7.7.09

Charette: Sketch project

J+Bs was the prime location for this

Inspired by Nason's recent post, and Woods' assignment, I think we should employ a small charette within The Big. Each of us have a week to sketch the idea of a space. Like many studio assignments, this one is completely open to interpretation. I would like to see each of us encourage our sketching skills. So take the sketchbook to the coffee shop, the laundromat, the bar, the bordello, wherever.
The city is often thought of as an ensemble of buildings and the people who inhabit them, establishing a particular way of living that combines the private and the communal. It is useful to remember that a city is also an ensemble of open spaces that are largely public, where private and communal life are openly shared. ~Lebbeus Woods

6.7.09

faces on the train, part 0ne

During my summer studies with Cornell University, I have recently had the extreme pleasure to be involved with a short, yet intensive seminar taught by Professors Lebbeus Woods and Christoph a. Kumpusch. In a rather inadequate nutshell: during the course of the two weeks we worked together we investigated the ground plane of New York City in order to deepen our collective understanding of people and their interactions with and uses of their urban environments. Here, we approached the ground plane as a palimpsest of what has gone before, as a record of how a city is truly used and understood. If we could uncover something from this examination, we could then expand upon our understanding of our city. From this understanding a new city could be revealed.
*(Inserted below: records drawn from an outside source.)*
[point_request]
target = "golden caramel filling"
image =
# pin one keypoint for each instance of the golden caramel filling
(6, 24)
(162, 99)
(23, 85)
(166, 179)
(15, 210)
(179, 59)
A deeper and more eloquent explanation of the seminar can be had by Professor Woods, himself on his blog at:

Lebbeus Woods Blog

While engaged in this process I was inspired to begin sketching people as often as I could. The best place I could do this as inconspicuously as possible was while riding the subway. I didn't want people to know I was drawing them; it would make the drawings insincere. Because of this I had to work quickly. So, I began to sketch them as quickly as I could. I spent under 30 seconds on each of these, so that I could capture a moment, a connection between a person and their city. The drawings are not of the individuals, per se. Rather they are to evoke that instance where they were immersed in their environment and connected to it, rather than watching me or posing, or even just being "on guard". I wanted to capture these intimate moments like an innocent voyeur smiling at an elderly couple still in love as they stroll through the park on their 50th wedding anniversary. Anyway, here are the sketches; I hope it worked.

I will soon update how these fit into my understanding of the city as my analog of "Common Ground".